The barns and display buildings often get bypassed for the relative glitz of the carnival rides and musical events.

But what is the heart and soul of the fair is seeing the animals kids have raised, the flowers and vegetables local gardeners have grown, and the paintings and woodwork the artists among us have created.

This year’s theme, “Rides, Games and Country Things” sort of takes it all in and it mostly happens on the expansive, grassy grounds that are also host to a large variety of local food and commercial vendors, and ample parking.

If you do check out such attractions as the floral arrangements, textiles, hobbies and handicrafts, and community baked goods, you’ll find them sharing spaces as never before, because the seismic upgrade project at Wy’east Middle School makes the interior inaccessible this summer.

That tighter arrangements mean fairgoers will need to move carefully among more tables and display surfaces, noted Anne Holmstrom, the 35-year superintendent of the 4-H building, which this year shares its space with open class hobbies and handicrafts and art.

“It’s actually a really nice combination,” is how Holmstrom described it.

Parking, meanwhile, tends to come at a premium at peak times such as Saturday afternoon and evening, so plan ahead. But there is plenty of parking, coordinated by the Lions groups, in the fairgrounds’ main parking areas inside the gate and to the west of the fairgrounds parking lot on Wy’east Road. Overflow parking will also be available north of the fairgrounds.

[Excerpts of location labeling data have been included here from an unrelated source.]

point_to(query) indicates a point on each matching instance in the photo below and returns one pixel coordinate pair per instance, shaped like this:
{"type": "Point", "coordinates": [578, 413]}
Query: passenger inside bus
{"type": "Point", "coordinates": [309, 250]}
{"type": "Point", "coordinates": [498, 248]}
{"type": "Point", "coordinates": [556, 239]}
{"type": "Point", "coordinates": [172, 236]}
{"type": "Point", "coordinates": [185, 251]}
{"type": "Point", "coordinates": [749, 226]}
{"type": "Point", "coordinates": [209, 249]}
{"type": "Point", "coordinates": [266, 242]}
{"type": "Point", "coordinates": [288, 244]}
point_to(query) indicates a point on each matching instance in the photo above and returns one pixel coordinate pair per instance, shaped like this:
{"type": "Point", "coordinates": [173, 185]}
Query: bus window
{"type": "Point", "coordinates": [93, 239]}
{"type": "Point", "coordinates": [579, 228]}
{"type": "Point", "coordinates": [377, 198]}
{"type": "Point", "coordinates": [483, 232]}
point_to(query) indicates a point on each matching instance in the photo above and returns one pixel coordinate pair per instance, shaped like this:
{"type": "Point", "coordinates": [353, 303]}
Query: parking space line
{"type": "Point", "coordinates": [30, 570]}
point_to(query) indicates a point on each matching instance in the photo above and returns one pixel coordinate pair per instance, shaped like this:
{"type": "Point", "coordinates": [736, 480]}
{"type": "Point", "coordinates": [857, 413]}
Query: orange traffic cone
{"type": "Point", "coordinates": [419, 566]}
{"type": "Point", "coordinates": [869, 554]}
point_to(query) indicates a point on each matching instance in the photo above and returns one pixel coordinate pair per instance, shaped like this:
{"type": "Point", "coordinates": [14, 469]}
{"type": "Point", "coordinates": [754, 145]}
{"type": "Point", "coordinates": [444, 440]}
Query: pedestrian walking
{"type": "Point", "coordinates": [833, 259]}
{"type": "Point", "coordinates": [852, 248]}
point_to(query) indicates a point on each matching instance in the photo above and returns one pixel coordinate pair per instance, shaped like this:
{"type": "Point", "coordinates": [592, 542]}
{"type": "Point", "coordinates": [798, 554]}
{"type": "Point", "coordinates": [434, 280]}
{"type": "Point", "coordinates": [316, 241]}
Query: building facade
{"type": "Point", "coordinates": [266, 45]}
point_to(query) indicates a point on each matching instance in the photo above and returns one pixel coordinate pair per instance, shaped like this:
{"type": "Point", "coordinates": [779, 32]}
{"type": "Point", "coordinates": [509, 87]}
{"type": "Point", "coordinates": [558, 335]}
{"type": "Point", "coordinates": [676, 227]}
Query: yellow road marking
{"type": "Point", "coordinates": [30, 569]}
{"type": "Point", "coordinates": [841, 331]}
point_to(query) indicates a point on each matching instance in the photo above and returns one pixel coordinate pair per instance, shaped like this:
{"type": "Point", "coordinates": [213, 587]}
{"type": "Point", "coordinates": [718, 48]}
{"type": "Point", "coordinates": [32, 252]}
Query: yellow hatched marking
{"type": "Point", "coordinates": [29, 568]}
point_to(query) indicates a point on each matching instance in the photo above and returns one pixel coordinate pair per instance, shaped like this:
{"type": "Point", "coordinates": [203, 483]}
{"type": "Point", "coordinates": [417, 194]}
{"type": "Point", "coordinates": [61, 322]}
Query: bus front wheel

A few other fair notes to remember:

Depending on when you read this, it’s not too late for the discount ride bracelet, available at the fair office and local businesses for $20 until 5 p.m. July 25 ($25 after that.)

July 26 is seniors day, with reduced admission of $5.

A new event has been added that is sure to please: An equestrian drill team from Portland, performing July 25 at 7:30 p.m., along with the dancing horse show.

The other exciting part of these horse events is that they will happen under the newly-installed lights on Frank Herman Arena, expanding the ability of the fair to stage the increasingly-popular equestrian activities. We refer to the ranch sorting, youth calf roping and other clinics and competitions happening Thursday through Sunday.

For this and other essential details, consult the fair book.

Other key events include the 4-H and FFA livestock auction, July 27 — at a new time, 4:30 p.m. — a splendid opportunity for businesses and individuals to show their support for local youth and their farm enterprises in bidding on animals from geese on up to steers.

Noche Hispana will be July 27 with music from Faraones Del Norte at 7:30 p.m. and La Tropa Chicana at 9:30 p.m.

On July 28, the newly-awarded Gorge band Brewers Grade (see page A3) takes the main stage at 7 p.m., with headliner Craig Morgan performing at 8:15 p.m.